I have a number of friends in the Archdiocesan clergy and each time I engage them about the IEC, they cannot contain their excitement. Many had been tapped to handle important tasks in logistics, like transport, accommodations, security; protocol, mass communications, etc.
Reliable sources say Archbishop Palma has assembled various working committees composed of the clergy and lay people to handle the myriad tasks involved in a massive Church gathering, one that will most likely have the Pontiff at the head of the meeting.
Two weeks ago, a team from the Vatican came here to reconnoiter our city and based on media reports, Archbishop Pierro Marini and Fr. Vittore Buchardi who represented executives of the Pontifical Committee for the IEC were satisfied with what they saw and heard.
In particular, the Vatican team visited the Basilica Minore del Santo Niño de Cebu to ascertain if the church may be counted as one of the venues of various IEC programs. A reliable source in the basilica told this corner the Vatican VIPs together with Archbishop Palma were led around the basilica by members of the Augustinian community.
The Basilica del Santo Niño is a significant venue because it is the shrine of the Holy Child Jesus called Santo Niño by ardent Filipinos especially Cebuano Catholics.
But more than that, the Vatican needs to know that an important Catholic milestone will be marked in 2015: the 450th year of the finding of the Santo Niño de Cebu coinciding with the arrival of the first Catholic Order in the Philippines.
Historians note that in 1565, the Augustinian Order set foot in Cebu under the leadership of Fray Andres de Urdaneta or 44 years after the Christian faith was brought to the island.

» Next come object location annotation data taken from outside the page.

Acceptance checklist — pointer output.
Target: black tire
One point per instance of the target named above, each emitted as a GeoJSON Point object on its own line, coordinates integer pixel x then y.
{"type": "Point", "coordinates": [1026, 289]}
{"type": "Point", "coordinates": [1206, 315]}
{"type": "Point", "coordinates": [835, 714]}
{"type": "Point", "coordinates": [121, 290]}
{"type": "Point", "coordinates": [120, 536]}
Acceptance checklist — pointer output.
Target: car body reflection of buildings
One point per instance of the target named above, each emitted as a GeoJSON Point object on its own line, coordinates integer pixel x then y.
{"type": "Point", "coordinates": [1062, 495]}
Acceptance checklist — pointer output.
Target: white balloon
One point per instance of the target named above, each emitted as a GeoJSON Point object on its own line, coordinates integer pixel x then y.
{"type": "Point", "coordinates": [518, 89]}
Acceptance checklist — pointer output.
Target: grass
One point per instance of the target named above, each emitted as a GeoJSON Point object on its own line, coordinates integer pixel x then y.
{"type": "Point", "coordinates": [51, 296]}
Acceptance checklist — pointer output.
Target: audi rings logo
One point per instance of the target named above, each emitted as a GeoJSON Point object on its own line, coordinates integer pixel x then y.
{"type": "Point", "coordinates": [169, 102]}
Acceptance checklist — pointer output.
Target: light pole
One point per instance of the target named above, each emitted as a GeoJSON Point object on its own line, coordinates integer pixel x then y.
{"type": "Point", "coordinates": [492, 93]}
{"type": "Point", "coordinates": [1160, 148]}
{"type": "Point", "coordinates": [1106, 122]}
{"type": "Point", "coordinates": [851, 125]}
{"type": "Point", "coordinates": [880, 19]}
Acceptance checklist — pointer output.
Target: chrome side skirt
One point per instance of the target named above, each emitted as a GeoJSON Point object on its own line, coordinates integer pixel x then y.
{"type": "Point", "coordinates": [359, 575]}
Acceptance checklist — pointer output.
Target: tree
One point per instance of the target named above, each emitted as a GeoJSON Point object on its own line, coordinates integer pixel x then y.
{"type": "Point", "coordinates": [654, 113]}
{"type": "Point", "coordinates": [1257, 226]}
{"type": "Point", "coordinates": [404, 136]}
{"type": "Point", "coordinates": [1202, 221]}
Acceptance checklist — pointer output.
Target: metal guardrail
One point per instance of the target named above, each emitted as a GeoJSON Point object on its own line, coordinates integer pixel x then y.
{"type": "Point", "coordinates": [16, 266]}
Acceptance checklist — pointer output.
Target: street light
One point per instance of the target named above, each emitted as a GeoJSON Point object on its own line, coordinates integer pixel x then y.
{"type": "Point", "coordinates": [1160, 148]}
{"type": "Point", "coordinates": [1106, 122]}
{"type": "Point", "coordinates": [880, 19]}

When the Spaniards arrived, a soldier of Miguel Lopez de Legazpi recovered the image of the Santo Niño, the same image given by the Portuguese expedition leader Ferdinand Magellan to Juana, wife of Rajah Humabon who converted with him to the Christian faith in 1521.
The image was found in a burned hut where the Basilica Minore del Santo Niño de Cebu of the Augustinians stands today. Cebuanos mark this historic event with intense prayers in a celebration called “Kaplag” held every year around the last week of April.
From 1565 to 1898, the Augustinian Order organized some 300 towns all over the country. That means the religious order succeeded in evangelizing a sizable length and breadth of the Philippines and to say that we owe the Augustinians a great debt of gratitude would be a gross understatement.
I wonder if the Augustinian clergy who received the Vatican visitors mentioned this important milestone because it seems to me the CBCP in general and the Cebu Archdiocese in particular has not given this important event its due significance.
The milestone is going to happen one year ahead of the IEC.
If national and local organizers have not realized it yet, the Augustinian event presents itself as the best dress rehearsal for the IEC.